Former President Bill Clinton described on Friday analysis of the presidential debates as a distraction, and said the Republicans -- including presidential nominee Mitt Romney -- are playing "hide and seek" with their proposals.
As the presidential campaign enters its final stretches, voters tuned in this month by the millions to see and evaluate the candidates. The second presidential debate - held on Tuesday - was watched by over 65.6 million people, according to a Nielsen rating, which said that some 67.1 million watched the first debate held on October 3.
But Clinton said the talk of "body language and who's grunting and who's smiling and all that" is irrelevant.

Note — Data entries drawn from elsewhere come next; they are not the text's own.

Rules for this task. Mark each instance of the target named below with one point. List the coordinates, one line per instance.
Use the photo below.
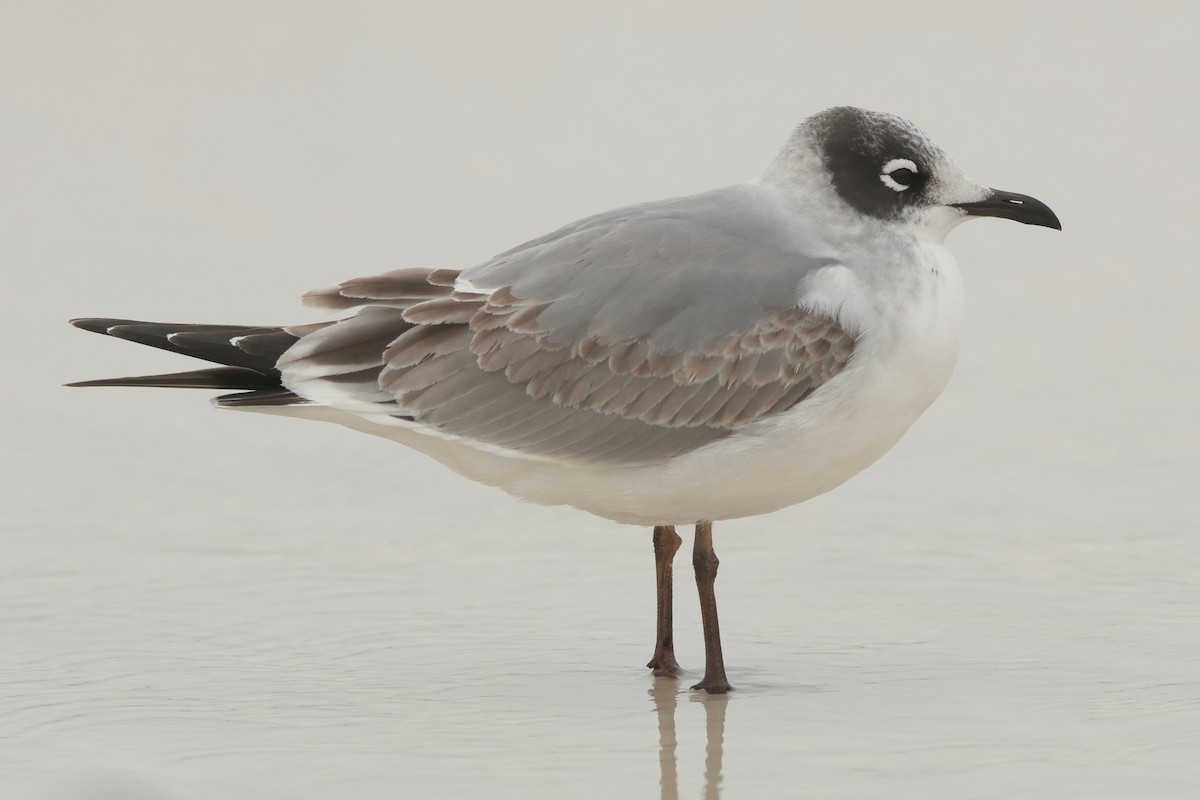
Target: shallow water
(205, 605)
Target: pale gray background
(209, 605)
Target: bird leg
(705, 560)
(666, 545)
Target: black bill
(1012, 205)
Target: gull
(682, 361)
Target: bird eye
(898, 174)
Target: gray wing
(624, 338)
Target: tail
(246, 354)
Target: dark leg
(666, 545)
(706, 563)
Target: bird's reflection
(666, 699)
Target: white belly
(901, 364)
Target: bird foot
(665, 666)
(714, 685)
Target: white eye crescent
(898, 173)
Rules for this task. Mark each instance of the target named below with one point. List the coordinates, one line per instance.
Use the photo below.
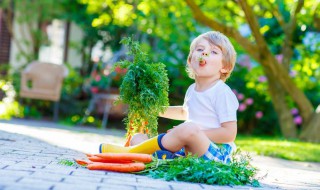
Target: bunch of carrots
(117, 162)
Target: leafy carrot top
(144, 88)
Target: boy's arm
(225, 134)
(174, 112)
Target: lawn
(280, 148)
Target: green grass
(280, 148)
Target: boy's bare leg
(186, 135)
(138, 138)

"Folks, that doesn't make a lick of difference in your life," he said in Green Bay, Wisconsin. "That's designed to distract you from what the impact of what these folks are advocating on real people is. That's all I care about."

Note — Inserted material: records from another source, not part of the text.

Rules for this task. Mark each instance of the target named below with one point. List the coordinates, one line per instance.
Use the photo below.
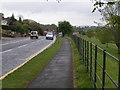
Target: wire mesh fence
(103, 68)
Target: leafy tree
(12, 20)
(65, 27)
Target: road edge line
(28, 59)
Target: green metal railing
(98, 63)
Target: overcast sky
(77, 12)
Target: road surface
(15, 52)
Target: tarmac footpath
(58, 73)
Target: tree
(65, 27)
(12, 20)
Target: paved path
(58, 73)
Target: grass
(112, 48)
(24, 75)
(112, 65)
(81, 77)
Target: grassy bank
(21, 77)
(81, 77)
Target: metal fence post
(83, 50)
(90, 61)
(95, 67)
(104, 67)
(119, 75)
(87, 56)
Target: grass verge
(81, 77)
(21, 77)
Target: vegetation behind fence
(103, 68)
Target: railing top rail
(112, 56)
(100, 48)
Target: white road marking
(15, 42)
(28, 59)
(6, 51)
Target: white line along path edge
(28, 59)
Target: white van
(50, 35)
(34, 34)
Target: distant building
(4, 21)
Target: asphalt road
(58, 73)
(15, 52)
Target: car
(50, 36)
(34, 34)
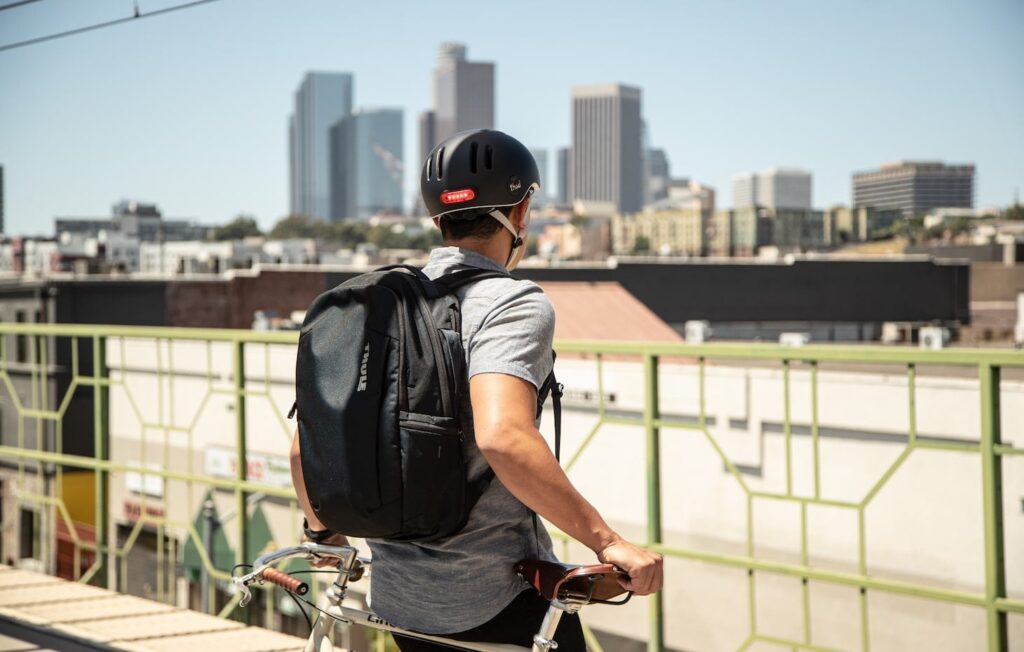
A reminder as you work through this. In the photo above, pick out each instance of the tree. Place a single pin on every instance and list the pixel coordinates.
(1015, 212)
(297, 226)
(242, 226)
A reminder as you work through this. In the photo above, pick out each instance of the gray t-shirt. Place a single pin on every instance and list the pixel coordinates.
(459, 582)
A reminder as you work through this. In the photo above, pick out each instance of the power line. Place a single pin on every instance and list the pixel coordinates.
(99, 26)
(16, 4)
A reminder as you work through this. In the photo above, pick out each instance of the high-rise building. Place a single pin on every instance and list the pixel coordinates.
(775, 188)
(366, 164)
(914, 186)
(464, 93)
(606, 160)
(543, 196)
(562, 171)
(428, 137)
(322, 99)
(658, 175)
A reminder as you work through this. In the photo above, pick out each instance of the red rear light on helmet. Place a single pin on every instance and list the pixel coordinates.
(458, 197)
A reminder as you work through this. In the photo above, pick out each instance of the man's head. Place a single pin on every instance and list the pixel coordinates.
(477, 185)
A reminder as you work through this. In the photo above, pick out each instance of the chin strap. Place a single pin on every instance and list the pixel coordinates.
(516, 240)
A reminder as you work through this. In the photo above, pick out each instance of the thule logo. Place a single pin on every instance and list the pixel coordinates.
(361, 387)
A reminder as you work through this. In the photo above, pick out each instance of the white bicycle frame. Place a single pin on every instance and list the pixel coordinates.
(337, 614)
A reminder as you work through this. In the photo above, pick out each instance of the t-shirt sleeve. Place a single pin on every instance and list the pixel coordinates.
(515, 337)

Clinton spoke following what voters watching the debate saw as a draw, according to a CNN/ORC International poll conducted the evening of the debate. Those watching the earlier meeting of Obama and Romney said in a CNN survey that Romney emerged the clear winner.
Obama and Romney meet for their third and final debate on Monday in Florida with just over two weeks remaining until Election Day.

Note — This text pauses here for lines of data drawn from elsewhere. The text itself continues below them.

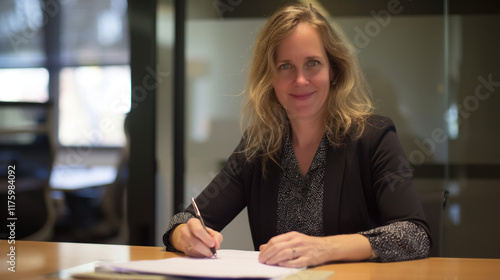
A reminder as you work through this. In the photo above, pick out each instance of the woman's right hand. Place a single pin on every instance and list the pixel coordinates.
(192, 239)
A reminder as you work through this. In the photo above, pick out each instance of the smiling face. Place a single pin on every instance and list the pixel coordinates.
(302, 82)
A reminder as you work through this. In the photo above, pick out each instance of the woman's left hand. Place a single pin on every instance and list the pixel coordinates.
(295, 249)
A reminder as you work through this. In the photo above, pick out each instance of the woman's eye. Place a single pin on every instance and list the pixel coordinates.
(313, 63)
(284, 67)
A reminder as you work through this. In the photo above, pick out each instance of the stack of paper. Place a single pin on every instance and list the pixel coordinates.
(227, 264)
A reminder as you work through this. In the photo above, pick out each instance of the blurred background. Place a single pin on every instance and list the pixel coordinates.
(115, 113)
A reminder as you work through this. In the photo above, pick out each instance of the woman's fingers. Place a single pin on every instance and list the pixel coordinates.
(292, 249)
(196, 241)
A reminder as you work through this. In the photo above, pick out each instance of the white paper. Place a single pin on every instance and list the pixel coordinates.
(227, 264)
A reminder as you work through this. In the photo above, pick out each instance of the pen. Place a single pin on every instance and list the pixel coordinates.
(198, 215)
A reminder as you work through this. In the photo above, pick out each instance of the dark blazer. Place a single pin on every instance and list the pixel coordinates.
(368, 183)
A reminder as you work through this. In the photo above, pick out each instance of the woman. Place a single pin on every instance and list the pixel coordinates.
(323, 179)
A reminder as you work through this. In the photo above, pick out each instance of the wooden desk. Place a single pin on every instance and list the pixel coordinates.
(34, 260)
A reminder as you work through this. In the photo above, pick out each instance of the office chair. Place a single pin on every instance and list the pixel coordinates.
(30, 149)
(434, 203)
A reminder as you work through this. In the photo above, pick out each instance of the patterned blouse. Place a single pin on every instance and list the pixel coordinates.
(300, 208)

The former president said Republicans are playing "hide and seek" and digging a hole with their proposals.
"What if you got hired to fill in a hole," Clinton said. "I want you to fill in for me and I'll pay you $25 an hour to do it. So you get a shovel, and I assume you're gonna get some dirt and put it in the hole.
"But instead, you jump in the hole and dig it deeper," he continued. "And you say, 'I need to exercise. I just want to make it a little deeper before I start to fill it in.' That's the Romney budget. That's the Republican budget."
Clinton's event was attended by Rep. Tammy Baldwin, the Democratic nominee for a U.S. Senate seat. Two polls recent polls in the race - a NBC News/Wall Street Journal/Marist survey and a Marquette University sample - show a tight race between Baldwin and former Gov. Tommy Thompson within the surveys' sampling errors.